The name originally belonged to a fabric and novelty shop at nearby 23 Rue de Buci. The shop sold silk lingerie and took its name from a popular play of the moment (1800s) entitled Les Deux Magots de la Chine. Its two statues [inside the café] represent Chinese "mandarins," . . . ”. Wikipedia
At about 6:30 pm we set out for dinner. The desk person had recommended the Cafe Neo. It was about block away on Boulevard Saint-Germain. When we got there the place was almost empty. Not a good sign - until you remember Parisian usually eat much later. By the time we left the place was full.
We decided on the day’s special - a veal stew in a white wine sauce. It was delicious. But the best was still to come.
For dessert we picked a Rum Baba. I had read about a Rum Baba - but had never tasted one. The classic recipe is a small yeast cake, much like a sponge cake, soaked in a rum syrup. Their’s was a little different.

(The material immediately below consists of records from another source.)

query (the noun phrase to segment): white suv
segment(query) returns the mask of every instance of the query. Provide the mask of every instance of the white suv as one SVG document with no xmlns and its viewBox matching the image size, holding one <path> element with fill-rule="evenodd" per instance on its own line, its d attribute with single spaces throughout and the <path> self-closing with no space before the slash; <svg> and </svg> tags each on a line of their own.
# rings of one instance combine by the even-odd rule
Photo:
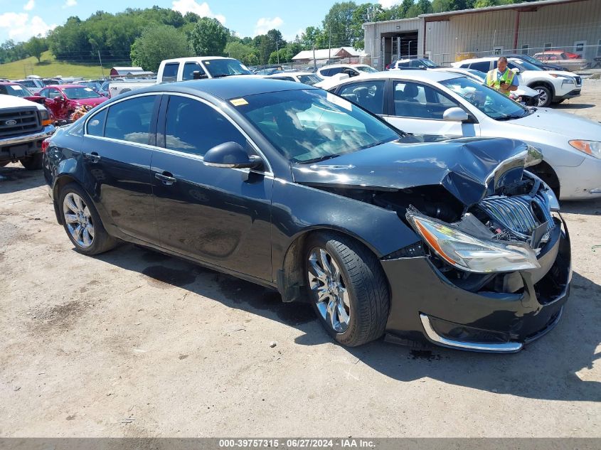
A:
<svg viewBox="0 0 601 450">
<path fill-rule="evenodd" d="M 498 56 L 464 60 L 451 64 L 453 67 L 474 69 L 487 73 L 496 68 Z M 543 70 L 524 60 L 507 58 L 507 67 L 519 73 L 521 81 L 528 87 L 538 92 L 538 106 L 547 107 L 551 103 L 561 103 L 568 98 L 578 97 L 583 87 L 583 80 L 570 72 Z"/>
</svg>

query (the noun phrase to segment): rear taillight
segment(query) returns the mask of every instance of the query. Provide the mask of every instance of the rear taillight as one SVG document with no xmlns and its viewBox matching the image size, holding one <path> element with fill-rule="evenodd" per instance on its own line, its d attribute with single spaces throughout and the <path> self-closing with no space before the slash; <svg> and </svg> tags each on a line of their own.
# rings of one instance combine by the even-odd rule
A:
<svg viewBox="0 0 601 450">
<path fill-rule="evenodd" d="M 42 153 L 46 153 L 46 150 L 48 149 L 48 146 L 50 145 L 50 138 L 47 137 L 43 141 L 42 141 Z"/>
</svg>

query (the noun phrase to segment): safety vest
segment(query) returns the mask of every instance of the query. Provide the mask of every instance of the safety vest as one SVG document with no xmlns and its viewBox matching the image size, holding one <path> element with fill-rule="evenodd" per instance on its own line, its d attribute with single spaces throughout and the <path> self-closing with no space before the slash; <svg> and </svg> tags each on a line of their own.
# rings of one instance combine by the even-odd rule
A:
<svg viewBox="0 0 601 450">
<path fill-rule="evenodd" d="M 497 73 L 499 73 L 499 69 L 493 69 L 492 70 L 489 70 L 489 73 L 486 74 L 486 85 L 497 90 L 499 90 L 501 87 L 501 81 L 504 81 L 508 86 L 511 86 L 511 83 L 514 82 L 514 77 L 516 76 L 515 72 L 509 70 L 509 68 L 506 69 L 505 73 L 501 75 L 500 79 L 497 77 Z M 509 91 L 501 93 L 505 94 L 505 95 L 509 97 Z"/>
</svg>

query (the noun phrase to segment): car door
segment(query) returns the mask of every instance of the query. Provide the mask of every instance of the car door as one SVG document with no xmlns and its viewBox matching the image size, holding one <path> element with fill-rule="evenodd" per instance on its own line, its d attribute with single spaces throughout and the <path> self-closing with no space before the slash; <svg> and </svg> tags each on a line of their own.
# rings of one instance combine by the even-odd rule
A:
<svg viewBox="0 0 601 450">
<path fill-rule="evenodd" d="M 271 281 L 272 176 L 203 163 L 220 144 L 256 153 L 252 144 L 216 107 L 194 97 L 165 95 L 160 117 L 157 144 L 164 150 L 153 155 L 151 170 L 161 245 Z"/>
<path fill-rule="evenodd" d="M 150 162 L 161 96 L 140 95 L 112 103 L 87 120 L 83 161 L 103 223 L 159 244 Z"/>
<path fill-rule="evenodd" d="M 480 134 L 479 127 L 473 120 L 468 122 L 444 120 L 443 114 L 447 109 L 464 108 L 430 85 L 393 80 L 388 100 L 388 114 L 383 116 L 384 119 L 408 133 L 450 136 L 476 136 Z"/>
</svg>

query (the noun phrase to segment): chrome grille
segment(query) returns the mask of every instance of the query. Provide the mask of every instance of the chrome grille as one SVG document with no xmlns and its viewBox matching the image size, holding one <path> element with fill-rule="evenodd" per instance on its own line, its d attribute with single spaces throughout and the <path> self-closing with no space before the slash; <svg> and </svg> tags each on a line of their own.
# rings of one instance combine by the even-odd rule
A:
<svg viewBox="0 0 601 450">
<path fill-rule="evenodd" d="M 491 219 L 520 240 L 529 240 L 532 232 L 545 222 L 547 223 L 548 232 L 555 226 L 548 201 L 546 197 L 541 193 L 533 197 L 488 197 L 480 202 L 480 207 Z M 543 220 L 536 216 L 533 209 L 535 208 L 539 211 L 539 215 L 543 216 Z M 543 240 L 544 239 L 543 237 Z"/>
<path fill-rule="evenodd" d="M 35 107 L 10 108 L 0 112 L 0 138 L 33 133 L 41 129 Z"/>
</svg>

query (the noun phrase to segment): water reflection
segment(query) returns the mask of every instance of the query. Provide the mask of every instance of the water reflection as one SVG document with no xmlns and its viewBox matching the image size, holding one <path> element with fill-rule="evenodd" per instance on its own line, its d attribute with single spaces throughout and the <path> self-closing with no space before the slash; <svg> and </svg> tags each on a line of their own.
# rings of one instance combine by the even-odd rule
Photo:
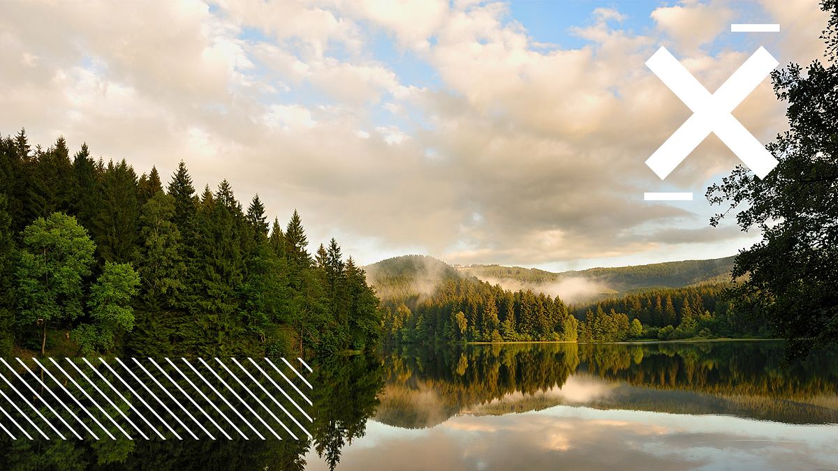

The waiter arrived with the two Babas and a bottle of 25 year old Dominican rum. After soaking the Babas with rum which were, by then, floating in a rum, put down the bottle and said “Help yourself if you want more rum.” and left. Amazing! By the time we have finished eating Cathy’s cough, thanks to the Rum Baba, was under control.
Epilogue : The next morning we took a taxi to Gare du Nord train station catching the Eurostar back to London. By the time we got to London, what had been a bad cough was rapidly becoming the flue. We spent our last day in London in our hotel room.